Economically speaking, with this disaster, the country has lost the equivalent of 8 billion dollars (120% of its GDP before) and most of the population is left helpless. Indeed, Haiti is facing one of the world’s biggest food crises, with 4.4 million people in the country facing acute food insecurity.

Mass migration

This delicate situation in the country has led to a desire for Haitians to leave the country.

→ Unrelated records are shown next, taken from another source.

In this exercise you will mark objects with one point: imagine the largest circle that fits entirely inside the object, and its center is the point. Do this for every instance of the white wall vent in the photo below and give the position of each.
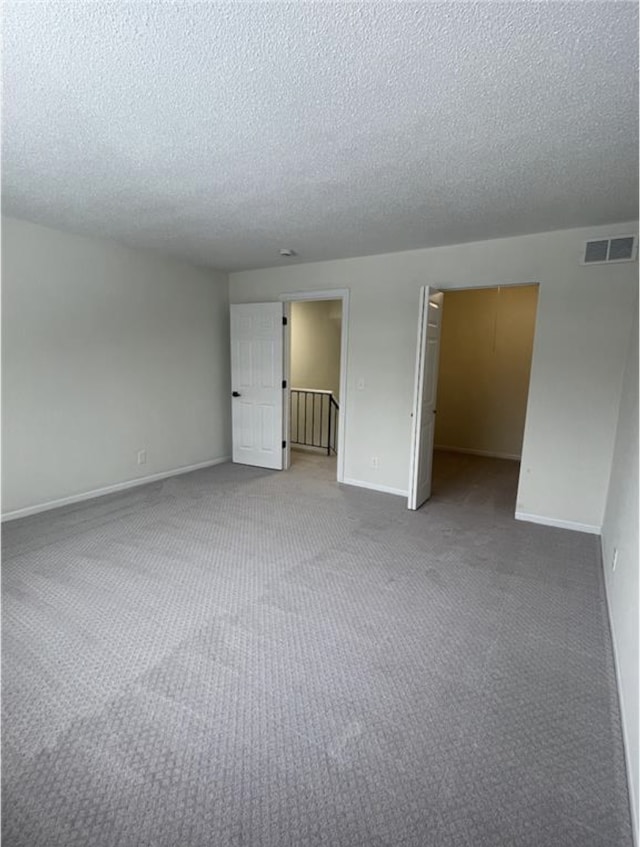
(622, 248)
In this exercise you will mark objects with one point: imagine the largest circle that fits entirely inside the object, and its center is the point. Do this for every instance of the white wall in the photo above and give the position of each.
(620, 531)
(486, 343)
(584, 319)
(106, 351)
(315, 344)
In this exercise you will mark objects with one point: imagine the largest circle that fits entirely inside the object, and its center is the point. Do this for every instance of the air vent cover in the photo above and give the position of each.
(622, 248)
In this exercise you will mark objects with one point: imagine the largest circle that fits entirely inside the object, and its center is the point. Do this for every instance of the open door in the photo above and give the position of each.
(257, 384)
(424, 400)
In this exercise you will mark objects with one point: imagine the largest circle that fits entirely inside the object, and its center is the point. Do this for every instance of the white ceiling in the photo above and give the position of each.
(222, 132)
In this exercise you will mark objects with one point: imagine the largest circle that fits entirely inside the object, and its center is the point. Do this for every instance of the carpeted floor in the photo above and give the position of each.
(246, 657)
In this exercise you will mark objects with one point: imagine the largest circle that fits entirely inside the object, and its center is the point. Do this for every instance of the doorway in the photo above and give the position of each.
(315, 358)
(482, 365)
(314, 392)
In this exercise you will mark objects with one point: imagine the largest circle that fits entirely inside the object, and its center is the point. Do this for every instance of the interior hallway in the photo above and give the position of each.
(240, 656)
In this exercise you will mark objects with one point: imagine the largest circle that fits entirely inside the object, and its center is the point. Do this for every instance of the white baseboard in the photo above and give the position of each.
(625, 737)
(109, 489)
(385, 489)
(489, 453)
(574, 525)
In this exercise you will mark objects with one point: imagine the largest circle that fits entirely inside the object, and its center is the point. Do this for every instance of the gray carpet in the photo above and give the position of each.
(243, 657)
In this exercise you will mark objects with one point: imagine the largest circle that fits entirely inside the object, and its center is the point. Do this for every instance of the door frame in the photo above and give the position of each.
(426, 293)
(326, 294)
(444, 288)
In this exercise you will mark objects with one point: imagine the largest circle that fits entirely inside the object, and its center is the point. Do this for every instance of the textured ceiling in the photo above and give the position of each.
(222, 132)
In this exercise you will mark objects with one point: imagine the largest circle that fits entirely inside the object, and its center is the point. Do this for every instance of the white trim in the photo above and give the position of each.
(593, 529)
(109, 489)
(385, 489)
(625, 738)
(328, 294)
(417, 396)
(490, 453)
(325, 294)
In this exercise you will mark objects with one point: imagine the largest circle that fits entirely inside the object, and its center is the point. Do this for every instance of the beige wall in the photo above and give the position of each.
(315, 344)
(582, 328)
(485, 362)
(106, 351)
(620, 532)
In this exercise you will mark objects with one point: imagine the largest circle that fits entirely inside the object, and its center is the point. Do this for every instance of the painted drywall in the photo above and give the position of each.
(106, 351)
(620, 532)
(582, 327)
(315, 344)
(486, 344)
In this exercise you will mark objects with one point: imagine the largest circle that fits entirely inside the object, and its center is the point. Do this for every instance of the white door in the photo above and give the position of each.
(256, 384)
(424, 401)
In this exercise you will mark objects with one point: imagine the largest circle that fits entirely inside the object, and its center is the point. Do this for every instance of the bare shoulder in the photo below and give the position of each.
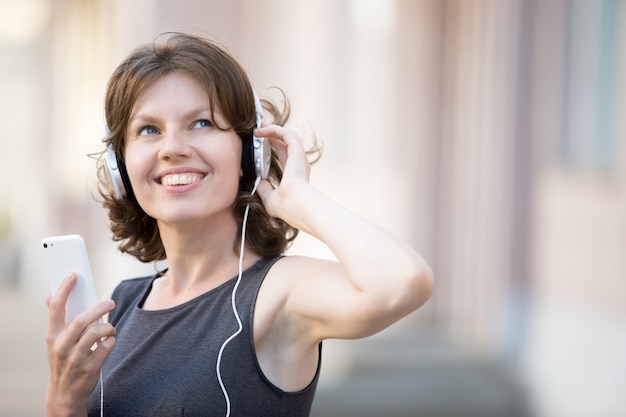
(285, 277)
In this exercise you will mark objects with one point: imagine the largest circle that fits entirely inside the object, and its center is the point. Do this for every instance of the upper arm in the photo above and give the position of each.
(319, 302)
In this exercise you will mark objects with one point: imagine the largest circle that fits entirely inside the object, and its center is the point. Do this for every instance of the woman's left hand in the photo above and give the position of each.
(296, 169)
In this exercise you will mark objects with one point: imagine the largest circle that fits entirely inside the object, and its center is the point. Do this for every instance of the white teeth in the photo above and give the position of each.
(180, 179)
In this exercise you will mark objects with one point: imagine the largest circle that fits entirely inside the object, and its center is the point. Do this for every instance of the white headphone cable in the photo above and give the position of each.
(234, 302)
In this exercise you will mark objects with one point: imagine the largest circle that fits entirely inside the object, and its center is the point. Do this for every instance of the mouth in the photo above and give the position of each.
(180, 179)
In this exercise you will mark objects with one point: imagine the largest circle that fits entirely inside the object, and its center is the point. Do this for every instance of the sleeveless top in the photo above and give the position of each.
(164, 361)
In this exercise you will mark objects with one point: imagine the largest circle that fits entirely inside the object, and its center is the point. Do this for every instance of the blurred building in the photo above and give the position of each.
(487, 133)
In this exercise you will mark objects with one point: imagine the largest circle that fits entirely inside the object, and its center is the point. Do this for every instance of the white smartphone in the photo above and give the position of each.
(63, 255)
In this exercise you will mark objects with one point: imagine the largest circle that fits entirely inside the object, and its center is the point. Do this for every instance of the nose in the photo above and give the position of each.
(174, 145)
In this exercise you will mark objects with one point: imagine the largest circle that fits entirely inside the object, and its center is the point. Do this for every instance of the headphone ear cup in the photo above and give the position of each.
(247, 156)
(262, 156)
(117, 174)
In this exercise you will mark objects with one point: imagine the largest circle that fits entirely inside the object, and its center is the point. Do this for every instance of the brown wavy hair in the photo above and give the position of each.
(228, 89)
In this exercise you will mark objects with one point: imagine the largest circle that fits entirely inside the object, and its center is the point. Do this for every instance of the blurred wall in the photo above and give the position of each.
(486, 133)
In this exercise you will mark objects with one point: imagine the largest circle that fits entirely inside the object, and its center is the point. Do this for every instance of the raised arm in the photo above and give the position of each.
(377, 279)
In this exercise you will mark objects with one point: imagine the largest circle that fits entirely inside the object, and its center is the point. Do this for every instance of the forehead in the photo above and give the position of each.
(171, 91)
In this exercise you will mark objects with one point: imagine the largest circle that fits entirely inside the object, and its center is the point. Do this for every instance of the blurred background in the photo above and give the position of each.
(486, 133)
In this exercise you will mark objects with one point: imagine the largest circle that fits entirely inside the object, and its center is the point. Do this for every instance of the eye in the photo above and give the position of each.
(147, 130)
(202, 123)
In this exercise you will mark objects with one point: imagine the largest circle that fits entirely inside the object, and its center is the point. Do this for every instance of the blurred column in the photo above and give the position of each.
(479, 169)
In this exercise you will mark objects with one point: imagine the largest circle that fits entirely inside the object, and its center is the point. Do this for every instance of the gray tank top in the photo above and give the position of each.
(164, 361)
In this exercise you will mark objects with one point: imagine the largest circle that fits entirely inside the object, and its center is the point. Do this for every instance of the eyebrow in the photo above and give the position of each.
(148, 118)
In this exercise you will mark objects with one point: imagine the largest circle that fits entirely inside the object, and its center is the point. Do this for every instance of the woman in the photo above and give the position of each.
(202, 338)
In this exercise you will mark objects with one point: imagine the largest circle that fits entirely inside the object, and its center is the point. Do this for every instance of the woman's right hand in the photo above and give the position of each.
(75, 352)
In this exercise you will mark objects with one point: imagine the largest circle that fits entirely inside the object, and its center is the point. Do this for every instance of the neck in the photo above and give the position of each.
(202, 256)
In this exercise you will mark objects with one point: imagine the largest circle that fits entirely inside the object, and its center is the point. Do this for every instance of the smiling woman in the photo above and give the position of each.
(233, 325)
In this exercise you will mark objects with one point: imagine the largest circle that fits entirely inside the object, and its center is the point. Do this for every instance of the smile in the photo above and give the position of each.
(180, 179)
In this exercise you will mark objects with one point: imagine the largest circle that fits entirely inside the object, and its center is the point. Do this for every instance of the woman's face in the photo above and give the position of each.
(182, 168)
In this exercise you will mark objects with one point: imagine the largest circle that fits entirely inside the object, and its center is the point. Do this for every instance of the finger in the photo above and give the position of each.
(76, 330)
(57, 301)
(93, 314)
(94, 335)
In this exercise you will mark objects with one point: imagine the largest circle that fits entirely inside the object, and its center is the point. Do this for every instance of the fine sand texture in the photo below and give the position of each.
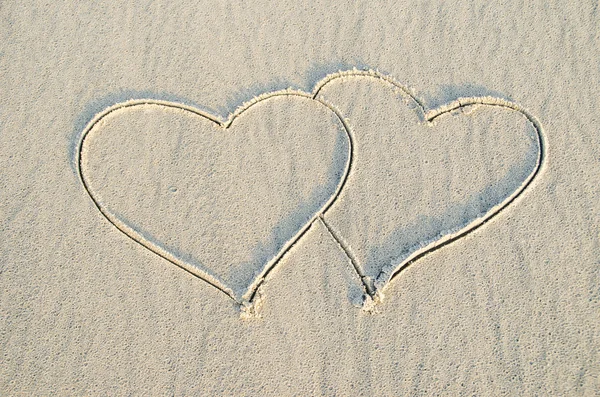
(300, 199)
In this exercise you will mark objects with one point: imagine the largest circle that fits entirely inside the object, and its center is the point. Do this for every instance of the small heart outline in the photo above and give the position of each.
(374, 288)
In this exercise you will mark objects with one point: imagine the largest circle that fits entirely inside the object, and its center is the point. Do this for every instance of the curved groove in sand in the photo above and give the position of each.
(249, 295)
(429, 116)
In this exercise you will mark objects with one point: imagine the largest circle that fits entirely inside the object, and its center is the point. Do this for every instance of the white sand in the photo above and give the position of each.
(94, 297)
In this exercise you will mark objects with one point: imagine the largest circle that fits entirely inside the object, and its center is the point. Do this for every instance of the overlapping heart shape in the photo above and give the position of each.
(225, 200)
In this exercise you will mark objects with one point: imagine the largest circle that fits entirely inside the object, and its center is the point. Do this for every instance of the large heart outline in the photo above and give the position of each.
(246, 301)
(374, 287)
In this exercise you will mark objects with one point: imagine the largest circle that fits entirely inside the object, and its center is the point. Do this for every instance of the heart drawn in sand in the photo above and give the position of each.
(421, 179)
(222, 199)
(390, 180)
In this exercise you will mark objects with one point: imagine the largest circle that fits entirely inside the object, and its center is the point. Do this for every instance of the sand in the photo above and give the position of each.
(299, 199)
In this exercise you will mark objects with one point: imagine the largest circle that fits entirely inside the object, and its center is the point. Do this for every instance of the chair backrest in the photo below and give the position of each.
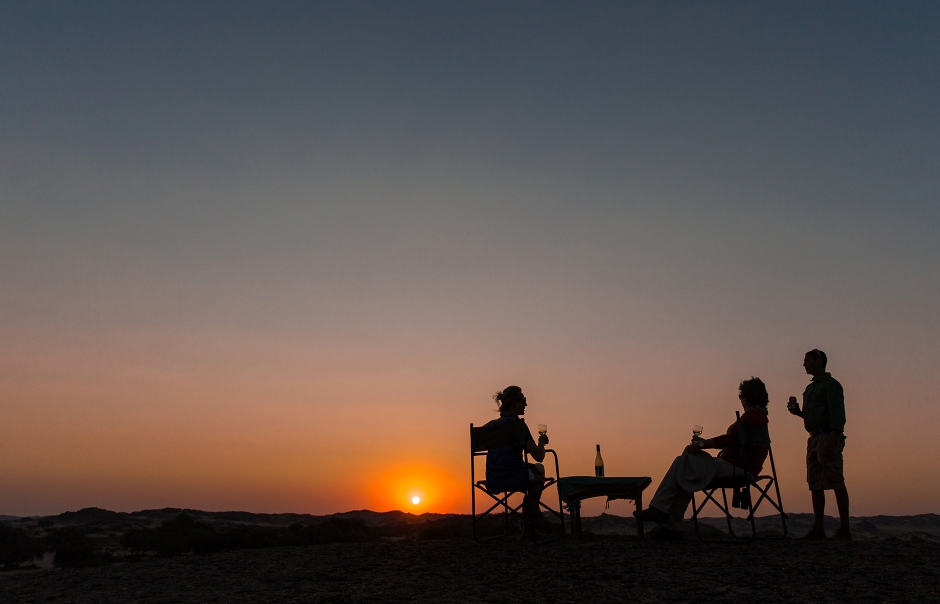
(498, 436)
(750, 435)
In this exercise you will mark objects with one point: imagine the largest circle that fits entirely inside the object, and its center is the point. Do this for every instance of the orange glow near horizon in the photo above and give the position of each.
(416, 488)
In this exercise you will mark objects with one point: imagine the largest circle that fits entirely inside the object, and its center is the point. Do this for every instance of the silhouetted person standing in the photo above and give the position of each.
(823, 416)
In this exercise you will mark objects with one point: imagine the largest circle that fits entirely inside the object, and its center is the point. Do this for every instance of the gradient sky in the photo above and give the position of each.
(277, 256)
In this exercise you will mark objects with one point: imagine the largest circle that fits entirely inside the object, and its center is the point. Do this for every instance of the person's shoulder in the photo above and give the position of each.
(754, 417)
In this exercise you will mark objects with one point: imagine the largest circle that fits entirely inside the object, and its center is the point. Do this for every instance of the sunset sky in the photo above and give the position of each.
(277, 257)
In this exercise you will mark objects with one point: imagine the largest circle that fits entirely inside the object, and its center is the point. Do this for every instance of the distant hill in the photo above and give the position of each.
(923, 526)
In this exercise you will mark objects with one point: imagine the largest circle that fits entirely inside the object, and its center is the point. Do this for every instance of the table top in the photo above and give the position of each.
(576, 488)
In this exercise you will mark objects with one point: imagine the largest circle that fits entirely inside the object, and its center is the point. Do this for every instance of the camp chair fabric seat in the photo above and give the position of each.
(733, 482)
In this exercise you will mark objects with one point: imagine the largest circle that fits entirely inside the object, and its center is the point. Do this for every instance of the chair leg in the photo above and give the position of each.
(639, 523)
(724, 497)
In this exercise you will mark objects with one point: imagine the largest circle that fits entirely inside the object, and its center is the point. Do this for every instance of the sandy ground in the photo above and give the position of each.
(596, 569)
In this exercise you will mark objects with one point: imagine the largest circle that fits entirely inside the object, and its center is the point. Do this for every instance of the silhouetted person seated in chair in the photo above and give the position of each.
(506, 469)
(695, 469)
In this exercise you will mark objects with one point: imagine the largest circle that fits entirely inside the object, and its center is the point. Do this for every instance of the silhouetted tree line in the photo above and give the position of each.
(18, 546)
(184, 534)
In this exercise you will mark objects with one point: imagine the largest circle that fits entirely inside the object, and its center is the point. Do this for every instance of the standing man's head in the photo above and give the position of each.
(511, 400)
(815, 362)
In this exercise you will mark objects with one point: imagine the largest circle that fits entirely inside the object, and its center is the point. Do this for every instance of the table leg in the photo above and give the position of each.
(639, 523)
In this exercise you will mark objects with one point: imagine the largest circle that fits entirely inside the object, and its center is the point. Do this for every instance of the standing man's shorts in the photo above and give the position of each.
(824, 461)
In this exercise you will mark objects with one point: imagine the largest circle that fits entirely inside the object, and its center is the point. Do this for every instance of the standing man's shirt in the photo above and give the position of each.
(824, 405)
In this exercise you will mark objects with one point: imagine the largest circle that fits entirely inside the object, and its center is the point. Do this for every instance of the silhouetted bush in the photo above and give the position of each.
(181, 535)
(73, 548)
(17, 546)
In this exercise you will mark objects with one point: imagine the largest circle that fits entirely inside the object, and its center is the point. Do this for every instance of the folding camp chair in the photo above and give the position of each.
(500, 436)
(749, 436)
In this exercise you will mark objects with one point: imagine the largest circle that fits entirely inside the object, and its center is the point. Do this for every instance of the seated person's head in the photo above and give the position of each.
(510, 400)
(753, 393)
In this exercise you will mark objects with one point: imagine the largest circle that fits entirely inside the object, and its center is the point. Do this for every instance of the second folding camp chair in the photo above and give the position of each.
(749, 436)
(511, 434)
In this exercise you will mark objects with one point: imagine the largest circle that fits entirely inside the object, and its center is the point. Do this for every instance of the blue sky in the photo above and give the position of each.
(624, 207)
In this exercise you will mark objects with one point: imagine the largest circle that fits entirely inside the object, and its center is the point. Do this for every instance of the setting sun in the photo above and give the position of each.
(418, 487)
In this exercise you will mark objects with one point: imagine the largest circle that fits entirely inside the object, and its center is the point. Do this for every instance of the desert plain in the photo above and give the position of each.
(894, 559)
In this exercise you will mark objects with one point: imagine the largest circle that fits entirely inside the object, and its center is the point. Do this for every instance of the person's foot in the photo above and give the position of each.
(664, 534)
(814, 534)
(651, 514)
(843, 534)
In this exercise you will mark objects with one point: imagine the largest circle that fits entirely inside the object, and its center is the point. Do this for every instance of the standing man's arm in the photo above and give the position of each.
(793, 407)
(835, 400)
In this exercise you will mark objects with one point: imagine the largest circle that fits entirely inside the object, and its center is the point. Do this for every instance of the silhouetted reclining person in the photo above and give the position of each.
(695, 469)
(506, 469)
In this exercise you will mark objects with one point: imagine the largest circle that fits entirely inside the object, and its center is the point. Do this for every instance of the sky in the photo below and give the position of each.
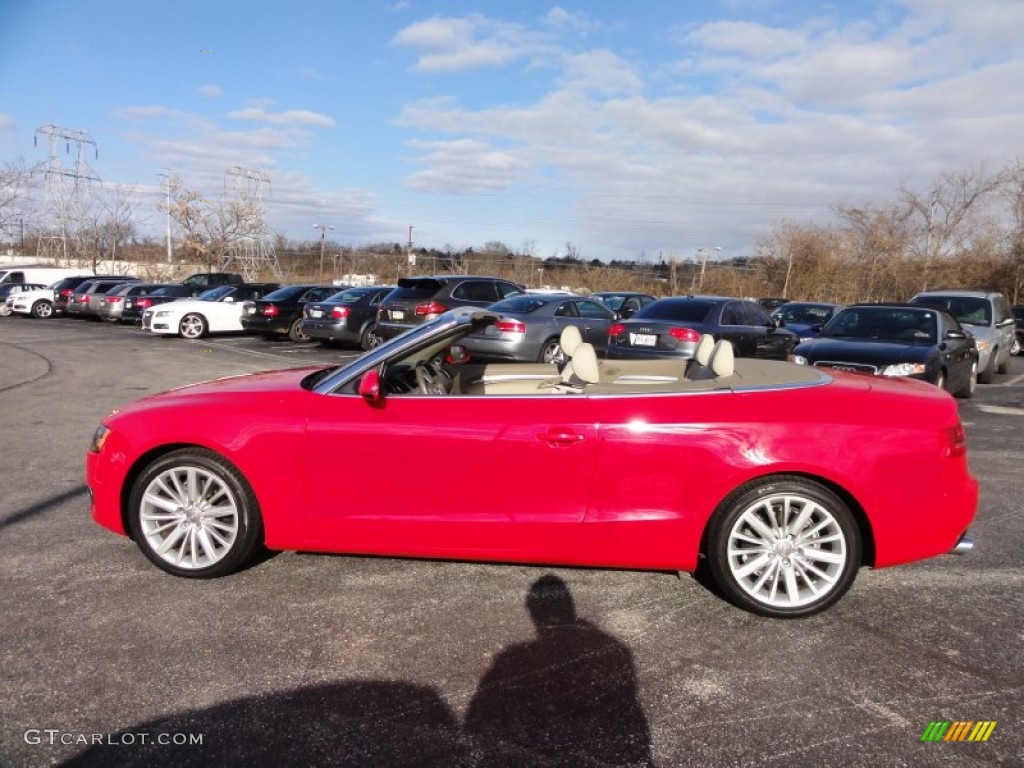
(629, 130)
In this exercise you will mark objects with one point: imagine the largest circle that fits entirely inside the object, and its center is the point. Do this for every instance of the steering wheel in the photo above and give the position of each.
(428, 380)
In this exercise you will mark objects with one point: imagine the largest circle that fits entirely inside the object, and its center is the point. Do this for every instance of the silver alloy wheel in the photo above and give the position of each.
(189, 517)
(193, 326)
(786, 551)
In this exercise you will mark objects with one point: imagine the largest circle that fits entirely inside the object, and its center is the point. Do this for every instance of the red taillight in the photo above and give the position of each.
(953, 441)
(511, 327)
(684, 334)
(431, 307)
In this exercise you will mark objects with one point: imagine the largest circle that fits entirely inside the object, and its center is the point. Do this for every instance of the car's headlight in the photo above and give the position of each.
(98, 438)
(904, 369)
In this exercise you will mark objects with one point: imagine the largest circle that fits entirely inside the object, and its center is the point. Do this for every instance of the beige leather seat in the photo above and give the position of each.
(722, 360)
(697, 368)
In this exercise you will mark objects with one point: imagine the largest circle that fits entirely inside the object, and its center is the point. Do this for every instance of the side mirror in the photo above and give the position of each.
(370, 387)
(457, 355)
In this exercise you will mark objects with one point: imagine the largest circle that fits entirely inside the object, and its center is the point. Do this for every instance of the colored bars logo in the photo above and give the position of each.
(960, 730)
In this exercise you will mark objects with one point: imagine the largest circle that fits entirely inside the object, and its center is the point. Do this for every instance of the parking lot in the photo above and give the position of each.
(314, 659)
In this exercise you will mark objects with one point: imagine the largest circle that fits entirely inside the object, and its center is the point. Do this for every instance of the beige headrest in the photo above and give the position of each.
(721, 361)
(569, 340)
(585, 364)
(702, 353)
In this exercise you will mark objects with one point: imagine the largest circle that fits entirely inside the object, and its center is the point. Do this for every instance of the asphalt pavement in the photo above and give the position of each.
(316, 659)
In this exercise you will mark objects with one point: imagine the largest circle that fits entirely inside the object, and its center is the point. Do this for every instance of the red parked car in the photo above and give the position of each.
(783, 478)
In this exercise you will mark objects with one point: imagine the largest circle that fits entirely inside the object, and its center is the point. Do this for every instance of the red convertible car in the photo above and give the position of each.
(782, 480)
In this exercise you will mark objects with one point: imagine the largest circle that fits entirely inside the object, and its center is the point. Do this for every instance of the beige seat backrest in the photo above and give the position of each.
(722, 361)
(697, 368)
(585, 366)
(569, 340)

Several thousand Haitian migrants who crossed the border toward Mexico gathered at a bridge in Texas early last week. The US government accelerated the deportation process, announcing while it would increase the quota of refugees admitted to the US from 62,500 to 125,000.

The images of these expulsions in the knowledge of the context in Haiti provoked strong reactions, even leading the US envoy to Haiti, Daniel Foote, to resign to denounce the « inhumane » expulsions by the US.

Conclusion

More than ever, the situation in Haiti is alarming and the mobilization of external actors is essential at this critical time.

The challenge is to take advantage of the informal truce observed by the armed gangs to help the 600,000 people in need of aid.

It is also a question of not repeating the past mistakes and of questioning the future of Haiti, which does not seem to be able to pull itself out of it. So, what solutions can be proposed to get out of this situation?